A CÂMARA MUNICIPAL DE MONTANHA, ESTADO DO ESPÍRITO SANTO, decreta:
Art. 1º Fica proibida a utilização, a queima e a soltura de fogos de estampidos e de
artifícios, assim como de quaisquer artefatos pirotécnicos de efeito sonoro ruidoso em
todo o território do Município de Montanha/ES, a fim de proteger o bem-estar social, a
saúde pública e o meio ambiente.
Parágrafo único. Excetuam-se da regra prevista no caput deste artigo os fogos de vista,
assim denominados aqueles que produzem efeitos visuais sem estampido, assim como
os similares que acarretam barulho de baixa intensidade.
Art. 2º A proibição a que se refere esta Lei estende-se a todo o Município, em recintos
fechados ou abertos, em áreas públicas e em locais privados.
Parágrafo único - Em todas as atividades comemorativas desenvolvidas pelo Município,
no que sejam utilizados fogos de artifício, obrigatoriamente serão utilizados os fogos de
vista, conforme definidos no parágrafo único do art. 1º desta Lei.

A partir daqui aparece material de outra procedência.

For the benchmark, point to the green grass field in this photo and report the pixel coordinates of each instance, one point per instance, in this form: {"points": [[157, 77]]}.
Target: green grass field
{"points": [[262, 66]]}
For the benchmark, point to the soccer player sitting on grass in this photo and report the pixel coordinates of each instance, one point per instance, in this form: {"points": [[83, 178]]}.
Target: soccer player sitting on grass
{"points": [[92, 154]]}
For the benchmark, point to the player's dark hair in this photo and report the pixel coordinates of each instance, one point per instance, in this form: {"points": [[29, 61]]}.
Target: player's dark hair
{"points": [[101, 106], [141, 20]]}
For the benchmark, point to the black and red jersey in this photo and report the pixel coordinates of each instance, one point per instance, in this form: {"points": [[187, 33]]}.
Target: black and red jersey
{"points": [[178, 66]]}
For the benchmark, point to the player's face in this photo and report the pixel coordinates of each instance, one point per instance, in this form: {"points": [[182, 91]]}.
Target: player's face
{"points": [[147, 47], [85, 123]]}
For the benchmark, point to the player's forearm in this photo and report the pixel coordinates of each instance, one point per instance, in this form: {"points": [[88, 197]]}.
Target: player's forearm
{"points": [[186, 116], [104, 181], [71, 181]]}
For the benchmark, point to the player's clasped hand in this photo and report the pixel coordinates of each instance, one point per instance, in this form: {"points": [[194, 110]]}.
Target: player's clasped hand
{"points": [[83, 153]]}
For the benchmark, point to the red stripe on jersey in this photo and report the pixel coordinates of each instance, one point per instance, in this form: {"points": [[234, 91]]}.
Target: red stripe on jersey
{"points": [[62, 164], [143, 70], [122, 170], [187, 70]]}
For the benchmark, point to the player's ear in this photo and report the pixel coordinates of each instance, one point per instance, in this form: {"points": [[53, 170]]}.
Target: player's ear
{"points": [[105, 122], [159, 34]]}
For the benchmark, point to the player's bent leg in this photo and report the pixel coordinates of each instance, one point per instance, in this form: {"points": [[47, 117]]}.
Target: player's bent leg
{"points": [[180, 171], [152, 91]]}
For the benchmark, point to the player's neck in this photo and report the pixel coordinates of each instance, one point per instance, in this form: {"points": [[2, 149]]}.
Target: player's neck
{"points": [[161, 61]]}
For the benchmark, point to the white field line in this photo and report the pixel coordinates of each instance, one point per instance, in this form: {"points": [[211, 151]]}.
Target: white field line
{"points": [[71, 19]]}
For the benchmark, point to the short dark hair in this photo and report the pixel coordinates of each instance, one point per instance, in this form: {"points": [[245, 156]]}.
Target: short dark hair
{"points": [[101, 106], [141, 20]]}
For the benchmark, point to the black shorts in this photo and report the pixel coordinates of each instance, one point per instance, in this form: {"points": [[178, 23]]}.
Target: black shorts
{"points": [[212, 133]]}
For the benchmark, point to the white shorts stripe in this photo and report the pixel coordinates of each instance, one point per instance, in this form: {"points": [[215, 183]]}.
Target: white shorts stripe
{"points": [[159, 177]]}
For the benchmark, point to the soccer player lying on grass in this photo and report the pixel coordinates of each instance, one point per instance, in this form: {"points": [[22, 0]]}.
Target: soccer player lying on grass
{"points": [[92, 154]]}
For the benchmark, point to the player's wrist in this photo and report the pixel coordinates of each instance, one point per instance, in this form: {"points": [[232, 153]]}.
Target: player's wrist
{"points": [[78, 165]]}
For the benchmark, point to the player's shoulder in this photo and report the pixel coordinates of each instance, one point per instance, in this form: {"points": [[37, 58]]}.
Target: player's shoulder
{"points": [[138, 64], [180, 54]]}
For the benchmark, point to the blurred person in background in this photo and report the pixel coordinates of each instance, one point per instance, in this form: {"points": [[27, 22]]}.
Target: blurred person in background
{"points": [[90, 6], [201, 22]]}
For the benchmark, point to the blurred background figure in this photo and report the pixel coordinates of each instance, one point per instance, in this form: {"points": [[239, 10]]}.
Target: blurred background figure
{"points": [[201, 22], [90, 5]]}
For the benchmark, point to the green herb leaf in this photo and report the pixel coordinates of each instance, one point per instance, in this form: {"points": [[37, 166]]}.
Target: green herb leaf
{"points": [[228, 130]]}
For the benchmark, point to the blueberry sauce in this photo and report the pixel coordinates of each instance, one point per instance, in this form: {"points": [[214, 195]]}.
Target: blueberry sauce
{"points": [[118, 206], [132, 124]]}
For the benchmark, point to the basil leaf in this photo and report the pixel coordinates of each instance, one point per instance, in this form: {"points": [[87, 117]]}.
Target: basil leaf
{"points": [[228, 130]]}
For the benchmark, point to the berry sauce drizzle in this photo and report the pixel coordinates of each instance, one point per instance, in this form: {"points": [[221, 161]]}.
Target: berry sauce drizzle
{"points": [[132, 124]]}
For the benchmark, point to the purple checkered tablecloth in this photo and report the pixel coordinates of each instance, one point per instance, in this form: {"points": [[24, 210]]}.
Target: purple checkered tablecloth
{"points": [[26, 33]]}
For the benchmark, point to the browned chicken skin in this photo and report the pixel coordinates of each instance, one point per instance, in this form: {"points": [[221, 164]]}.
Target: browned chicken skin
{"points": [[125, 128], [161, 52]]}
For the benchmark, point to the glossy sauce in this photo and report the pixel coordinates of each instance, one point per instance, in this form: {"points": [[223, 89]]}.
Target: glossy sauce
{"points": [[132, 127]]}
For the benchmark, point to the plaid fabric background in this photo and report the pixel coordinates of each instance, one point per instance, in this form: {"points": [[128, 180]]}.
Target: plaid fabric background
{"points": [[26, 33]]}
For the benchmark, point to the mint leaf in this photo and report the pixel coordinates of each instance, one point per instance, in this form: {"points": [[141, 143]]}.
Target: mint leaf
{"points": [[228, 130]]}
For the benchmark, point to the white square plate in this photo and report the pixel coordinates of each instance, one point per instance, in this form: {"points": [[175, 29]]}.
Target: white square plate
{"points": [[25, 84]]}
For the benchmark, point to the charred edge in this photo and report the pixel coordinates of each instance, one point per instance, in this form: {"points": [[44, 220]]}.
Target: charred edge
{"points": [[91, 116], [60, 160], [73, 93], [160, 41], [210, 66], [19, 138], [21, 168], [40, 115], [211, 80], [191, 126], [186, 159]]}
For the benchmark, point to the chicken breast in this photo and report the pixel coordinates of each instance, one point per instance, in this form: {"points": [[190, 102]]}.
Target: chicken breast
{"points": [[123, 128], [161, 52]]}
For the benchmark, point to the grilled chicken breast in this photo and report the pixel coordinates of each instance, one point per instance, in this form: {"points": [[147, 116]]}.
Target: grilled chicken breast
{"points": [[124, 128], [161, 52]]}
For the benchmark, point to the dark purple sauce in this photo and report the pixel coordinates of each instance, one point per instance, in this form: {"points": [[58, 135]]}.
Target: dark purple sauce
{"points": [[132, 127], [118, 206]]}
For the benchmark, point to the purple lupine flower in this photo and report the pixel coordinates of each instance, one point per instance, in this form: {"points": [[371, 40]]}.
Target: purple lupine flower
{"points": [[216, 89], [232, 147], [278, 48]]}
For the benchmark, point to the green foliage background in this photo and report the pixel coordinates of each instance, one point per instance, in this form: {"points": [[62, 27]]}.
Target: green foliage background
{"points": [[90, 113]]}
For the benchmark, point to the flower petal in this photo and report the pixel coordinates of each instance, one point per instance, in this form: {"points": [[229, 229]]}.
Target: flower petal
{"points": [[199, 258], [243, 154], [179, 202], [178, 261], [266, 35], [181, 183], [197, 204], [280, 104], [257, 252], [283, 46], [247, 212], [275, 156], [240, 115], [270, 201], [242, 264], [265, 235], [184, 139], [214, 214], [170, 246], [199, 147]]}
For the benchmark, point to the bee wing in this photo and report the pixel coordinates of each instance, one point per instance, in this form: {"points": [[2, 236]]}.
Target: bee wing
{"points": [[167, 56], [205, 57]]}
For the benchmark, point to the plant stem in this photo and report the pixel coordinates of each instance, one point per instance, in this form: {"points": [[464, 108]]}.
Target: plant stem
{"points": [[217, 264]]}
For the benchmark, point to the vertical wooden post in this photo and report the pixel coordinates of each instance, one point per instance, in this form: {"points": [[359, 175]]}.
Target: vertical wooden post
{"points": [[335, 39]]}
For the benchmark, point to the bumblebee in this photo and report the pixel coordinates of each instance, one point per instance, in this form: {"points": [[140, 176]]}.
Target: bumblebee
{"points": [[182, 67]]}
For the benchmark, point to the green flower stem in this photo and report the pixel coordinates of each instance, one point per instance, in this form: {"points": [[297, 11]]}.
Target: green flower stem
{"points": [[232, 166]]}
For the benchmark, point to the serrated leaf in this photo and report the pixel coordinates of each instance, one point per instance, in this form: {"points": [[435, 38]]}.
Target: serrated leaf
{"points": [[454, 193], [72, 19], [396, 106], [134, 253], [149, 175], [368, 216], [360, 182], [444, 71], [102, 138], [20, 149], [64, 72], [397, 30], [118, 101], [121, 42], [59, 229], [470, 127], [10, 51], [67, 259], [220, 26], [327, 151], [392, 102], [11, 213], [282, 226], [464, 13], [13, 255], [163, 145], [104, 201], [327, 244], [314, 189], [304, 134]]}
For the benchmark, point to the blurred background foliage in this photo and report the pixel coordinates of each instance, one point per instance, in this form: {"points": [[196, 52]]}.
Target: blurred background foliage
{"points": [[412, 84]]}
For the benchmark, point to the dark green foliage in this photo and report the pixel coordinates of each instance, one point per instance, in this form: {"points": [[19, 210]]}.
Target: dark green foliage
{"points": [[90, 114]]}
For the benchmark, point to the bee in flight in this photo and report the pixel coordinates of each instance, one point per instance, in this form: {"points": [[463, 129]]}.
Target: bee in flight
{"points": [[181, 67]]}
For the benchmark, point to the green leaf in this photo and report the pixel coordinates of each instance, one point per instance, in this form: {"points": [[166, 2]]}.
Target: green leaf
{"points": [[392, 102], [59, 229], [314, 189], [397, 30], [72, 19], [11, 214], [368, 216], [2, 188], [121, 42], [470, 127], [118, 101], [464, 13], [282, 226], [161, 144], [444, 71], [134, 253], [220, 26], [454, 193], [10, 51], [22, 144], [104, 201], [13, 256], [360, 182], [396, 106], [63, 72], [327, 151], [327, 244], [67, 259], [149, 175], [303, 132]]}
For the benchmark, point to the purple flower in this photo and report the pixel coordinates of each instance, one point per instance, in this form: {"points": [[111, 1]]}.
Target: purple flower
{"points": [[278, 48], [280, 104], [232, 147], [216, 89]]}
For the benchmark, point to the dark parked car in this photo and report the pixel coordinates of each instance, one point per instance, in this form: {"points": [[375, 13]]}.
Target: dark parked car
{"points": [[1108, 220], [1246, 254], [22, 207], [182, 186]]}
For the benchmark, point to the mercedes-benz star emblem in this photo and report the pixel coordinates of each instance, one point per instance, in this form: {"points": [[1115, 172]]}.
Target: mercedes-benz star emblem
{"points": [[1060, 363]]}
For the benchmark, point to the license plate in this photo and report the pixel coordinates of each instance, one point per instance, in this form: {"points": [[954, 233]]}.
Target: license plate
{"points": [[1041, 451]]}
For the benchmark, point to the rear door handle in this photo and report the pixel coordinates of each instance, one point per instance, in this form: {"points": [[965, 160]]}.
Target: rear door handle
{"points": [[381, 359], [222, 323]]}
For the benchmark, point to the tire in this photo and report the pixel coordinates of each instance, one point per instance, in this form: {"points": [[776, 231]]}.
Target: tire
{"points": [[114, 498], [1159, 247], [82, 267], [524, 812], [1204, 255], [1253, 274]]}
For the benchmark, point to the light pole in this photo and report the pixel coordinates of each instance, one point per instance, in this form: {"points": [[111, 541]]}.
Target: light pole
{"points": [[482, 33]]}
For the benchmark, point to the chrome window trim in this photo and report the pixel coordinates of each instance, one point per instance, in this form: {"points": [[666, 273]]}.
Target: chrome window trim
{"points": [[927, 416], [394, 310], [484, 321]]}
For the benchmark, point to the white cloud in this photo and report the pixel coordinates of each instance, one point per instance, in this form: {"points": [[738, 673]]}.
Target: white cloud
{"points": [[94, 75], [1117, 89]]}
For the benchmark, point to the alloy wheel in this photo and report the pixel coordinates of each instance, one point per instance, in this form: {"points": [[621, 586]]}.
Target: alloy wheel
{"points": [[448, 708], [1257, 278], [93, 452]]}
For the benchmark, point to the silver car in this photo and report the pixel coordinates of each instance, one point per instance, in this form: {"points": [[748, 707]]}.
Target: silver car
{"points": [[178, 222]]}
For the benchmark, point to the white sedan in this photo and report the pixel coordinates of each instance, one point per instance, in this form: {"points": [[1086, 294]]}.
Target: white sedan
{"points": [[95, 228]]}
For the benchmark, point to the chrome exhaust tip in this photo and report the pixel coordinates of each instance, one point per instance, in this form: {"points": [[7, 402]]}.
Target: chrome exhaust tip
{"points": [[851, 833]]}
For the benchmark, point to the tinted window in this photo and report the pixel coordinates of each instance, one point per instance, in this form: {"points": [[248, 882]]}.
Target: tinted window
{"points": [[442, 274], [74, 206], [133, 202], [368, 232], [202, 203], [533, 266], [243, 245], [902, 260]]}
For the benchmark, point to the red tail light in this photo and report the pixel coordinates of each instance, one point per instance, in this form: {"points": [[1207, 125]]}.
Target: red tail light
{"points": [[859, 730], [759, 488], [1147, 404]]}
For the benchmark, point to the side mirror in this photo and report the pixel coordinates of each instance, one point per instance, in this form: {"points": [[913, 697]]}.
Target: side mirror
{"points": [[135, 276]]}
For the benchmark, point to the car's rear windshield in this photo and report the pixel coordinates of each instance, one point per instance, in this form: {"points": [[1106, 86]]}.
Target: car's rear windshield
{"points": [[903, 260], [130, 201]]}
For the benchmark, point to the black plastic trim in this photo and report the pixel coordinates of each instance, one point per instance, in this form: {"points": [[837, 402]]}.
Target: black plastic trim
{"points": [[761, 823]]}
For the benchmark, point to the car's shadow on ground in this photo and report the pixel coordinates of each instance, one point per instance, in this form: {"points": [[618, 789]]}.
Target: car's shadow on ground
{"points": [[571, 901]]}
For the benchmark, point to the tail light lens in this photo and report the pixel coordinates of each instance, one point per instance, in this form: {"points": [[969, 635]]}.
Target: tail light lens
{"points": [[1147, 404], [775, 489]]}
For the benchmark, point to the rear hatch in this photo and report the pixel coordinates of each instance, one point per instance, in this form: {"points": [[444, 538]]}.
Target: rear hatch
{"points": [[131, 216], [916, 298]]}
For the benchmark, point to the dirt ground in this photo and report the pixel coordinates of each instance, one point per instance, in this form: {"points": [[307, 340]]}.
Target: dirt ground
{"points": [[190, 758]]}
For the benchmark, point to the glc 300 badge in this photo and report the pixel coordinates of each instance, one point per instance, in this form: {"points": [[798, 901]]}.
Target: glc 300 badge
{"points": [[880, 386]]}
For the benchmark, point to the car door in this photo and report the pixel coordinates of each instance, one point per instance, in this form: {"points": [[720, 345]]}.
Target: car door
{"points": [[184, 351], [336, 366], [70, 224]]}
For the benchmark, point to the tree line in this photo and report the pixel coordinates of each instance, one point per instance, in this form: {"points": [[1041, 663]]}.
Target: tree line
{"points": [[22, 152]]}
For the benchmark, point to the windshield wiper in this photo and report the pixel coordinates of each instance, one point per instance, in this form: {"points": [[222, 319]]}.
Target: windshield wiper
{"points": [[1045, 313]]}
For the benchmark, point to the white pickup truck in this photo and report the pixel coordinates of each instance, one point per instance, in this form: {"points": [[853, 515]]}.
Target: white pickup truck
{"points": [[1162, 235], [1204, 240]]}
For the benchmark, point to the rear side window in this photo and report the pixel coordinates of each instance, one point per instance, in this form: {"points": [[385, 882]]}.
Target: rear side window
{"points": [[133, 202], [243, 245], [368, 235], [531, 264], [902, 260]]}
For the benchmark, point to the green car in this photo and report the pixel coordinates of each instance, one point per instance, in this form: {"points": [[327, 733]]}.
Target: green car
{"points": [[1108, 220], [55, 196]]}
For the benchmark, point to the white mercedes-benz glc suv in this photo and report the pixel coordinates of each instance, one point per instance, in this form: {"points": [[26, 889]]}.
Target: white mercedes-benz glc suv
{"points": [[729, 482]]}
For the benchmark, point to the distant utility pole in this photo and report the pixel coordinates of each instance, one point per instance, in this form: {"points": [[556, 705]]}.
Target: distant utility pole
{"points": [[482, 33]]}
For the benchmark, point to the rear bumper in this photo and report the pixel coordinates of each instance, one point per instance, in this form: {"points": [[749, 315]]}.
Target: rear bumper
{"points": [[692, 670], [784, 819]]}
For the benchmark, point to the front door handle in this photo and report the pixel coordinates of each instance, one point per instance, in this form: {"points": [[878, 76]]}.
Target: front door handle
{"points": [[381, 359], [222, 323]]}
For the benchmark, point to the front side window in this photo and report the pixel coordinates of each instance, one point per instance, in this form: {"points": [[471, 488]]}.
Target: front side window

Art. 3º São objetivos da presente Lei, dentre outros:
I - combater a poluição sonora;
II - amenizar ou evitar os transtornos causados às pessoas que tenham hipersensibilidade
aos barulhos produzidos por estes materiais, especialmente crianças autistas, idosos e
pessoas enfermas;
III - reduzir os transtornos acarretados aos animais domésticos e à fauna silvestre;
IV - prevenir acidentes e outros danos às pessoas que eventualmente possam ocorrer por
uso inadequado, ou mesmo por falhas do próprio material.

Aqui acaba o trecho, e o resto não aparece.